Identifying that paid ads would be the route to market, we started with phrases that people would search when looking to find that perfect spot, such as “pub garden near me”, to make sure they were quickly directed to and were easily able to find the nearest Fever-Tree pub garden. In this instance, Google Search and Display was the backbone of the campaign, whilst using a number of social channels too.
Of course, we wanted to reach as many people as possible — because of this, we advised that to expand the campaign's reach, we needed to target a wider audience of mainly passive traffic, to make them aware of Fever-Tree pub gardens near them.
By using banner ads on contextual sites we were able to reach even more people, and we worked with Fever-Tree to design engaging and creative adverts with a clear call-to-action button to increase the click-through rate (CTR).

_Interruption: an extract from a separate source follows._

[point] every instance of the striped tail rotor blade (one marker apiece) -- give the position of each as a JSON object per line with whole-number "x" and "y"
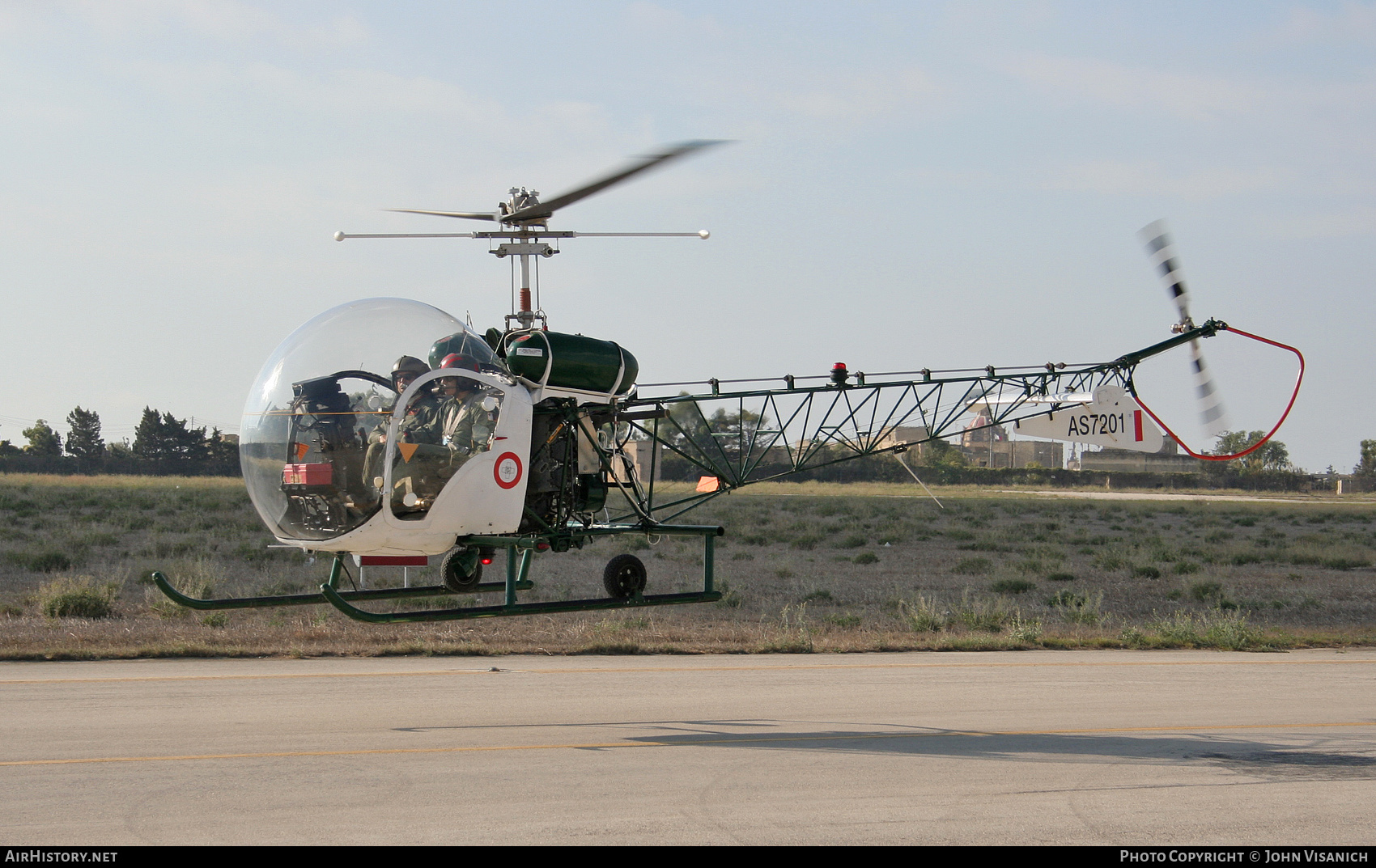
{"x": 1212, "y": 414}
{"x": 1160, "y": 247}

But it wasn’t just about new customers; we wanted to ensure that people who had previously visited the Fever-Tree site have a reason to come back. This led to showing retargeting ads to people who had previously visited the Fever-Tree website. The message was deployed to make sure that when a user searched again for terms such as “pub garden near me,” our ads were in front of them.
Our expert team monitored the campaign daily, meaning they could optimise the campaign and provide better results week on week. After collecting and reviewing the data, we made a number of optimisations in order to maximise the campaign’s performance. For example, Mondays were generating the highest cost per conversion, so we excluded serving ads on these days to maximise the budget nearer to weekends.
We also realised that parents cost more to convert than non-parents, so we excluded targeting these through display campaigns. Additionally, research showed that females make more pub searches at a lower cost per conversion when compared to males, so a negative bid adjustment was put on males to balance this.